This week’s guest, Chris Mandel, is the Director of the Sedgwick Institute and the Vice President for Sedgwick’s Strategic Solutions. Chris has more than 25 years of leadership experience in large global corporate risk management.
What is the Goal of Traditional Risk Management?
- Prevention - prevent bad things from happening.
- Financing - figure out the best way to financially mitigate the negative effects of those bad things.
- Control - discern what the necessary steps are after those bad things occur.
Resiliency in Enterprise Risk Management
Enterprise Risk Management, or ERM, applies the three pillars of traditional risk management (prevention, financing and control) to all risks and considers not only the negative outcomes, but positive outcomes as well.

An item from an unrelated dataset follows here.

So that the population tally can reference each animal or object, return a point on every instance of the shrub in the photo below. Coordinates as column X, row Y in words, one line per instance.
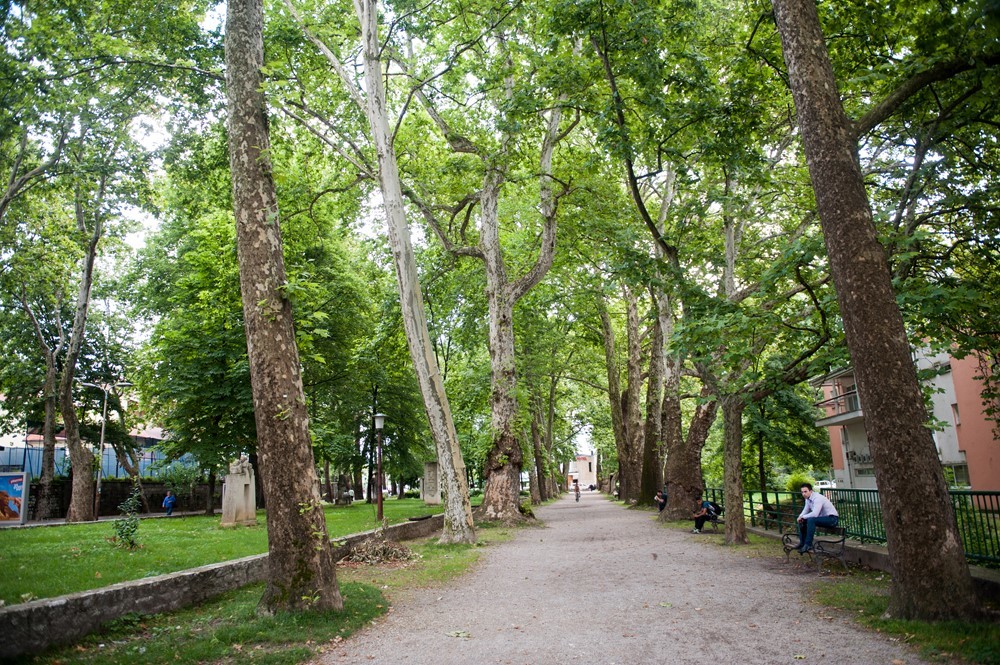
column 127, row 526
column 796, row 479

Approximately ten years ago, resiliency has become more of focal point with regards to business continuity and is now at the heart of ERM. Resiliency as a function of business continuity has become the core aspect of risk strategy, which involves anticipating the various outcomes of processes within your entity.

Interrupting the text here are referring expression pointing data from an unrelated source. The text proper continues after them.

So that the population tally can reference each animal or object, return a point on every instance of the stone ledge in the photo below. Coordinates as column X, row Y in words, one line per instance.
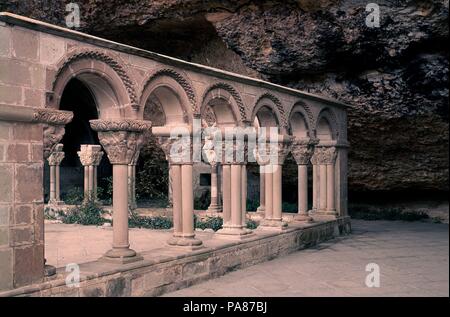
column 166, row 269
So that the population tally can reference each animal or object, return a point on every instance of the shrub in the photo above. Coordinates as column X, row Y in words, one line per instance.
column 88, row 213
column 214, row 223
column 74, row 196
column 158, row 222
column 251, row 224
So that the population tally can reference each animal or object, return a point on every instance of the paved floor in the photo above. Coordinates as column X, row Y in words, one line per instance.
column 413, row 260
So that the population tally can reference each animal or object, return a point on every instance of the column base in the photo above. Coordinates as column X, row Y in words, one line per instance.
column 272, row 224
column 303, row 217
column 53, row 202
column 121, row 256
column 235, row 233
column 214, row 208
column 188, row 242
column 260, row 209
column 49, row 270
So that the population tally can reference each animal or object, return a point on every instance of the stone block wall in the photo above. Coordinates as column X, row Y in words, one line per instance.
column 21, row 204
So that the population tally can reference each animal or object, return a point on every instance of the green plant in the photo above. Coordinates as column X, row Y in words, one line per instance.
column 251, row 224
column 87, row 213
column 214, row 223
column 158, row 222
column 73, row 196
column 252, row 205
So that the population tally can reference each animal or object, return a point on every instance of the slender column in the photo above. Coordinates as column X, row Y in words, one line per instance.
column 330, row 163
column 214, row 206
column 244, row 193
column 54, row 161
column 132, row 181
column 180, row 175
column 121, row 140
column 323, row 187
column 262, row 194
column 273, row 159
column 226, row 192
column 277, row 193
column 234, row 228
column 269, row 191
column 302, row 151
column 90, row 157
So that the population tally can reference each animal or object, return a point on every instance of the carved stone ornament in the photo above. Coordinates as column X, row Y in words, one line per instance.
column 302, row 151
column 178, row 150
column 56, row 156
column 324, row 155
column 54, row 122
column 121, row 139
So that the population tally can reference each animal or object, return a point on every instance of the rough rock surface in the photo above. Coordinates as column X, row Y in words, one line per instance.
column 395, row 76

With resiliency in mind, it is imperative risk managers ensure that the financing of risks is aligned with the financial strategy of the organization. Resiliency provides the organization with the means to optimally mitigate damages during and after a crisis, in turn, fortifying its ability to respond effectively.
Resiliency is building a strong organization that is able to respond to its risk profile accurately and effectively, as well as reducing the impact of those risks on the organization's or entity's strategic plan.
Traditional Prevention and Control vs. Resiliency
Resilience actually serves as a "third dimension" of the traditional risk management standpoint. Prevention reduces the likelihood of losses occurring, control minimizes the cost of a loss, and resiliency emphasizes restoration and rebuilding back to the status quo.
Resiliency simply enhances the traditional two-legged stance of prevention and control and instilling resiliency as a risk management objective into your entity and/or organization requires a strong risk culture and direction.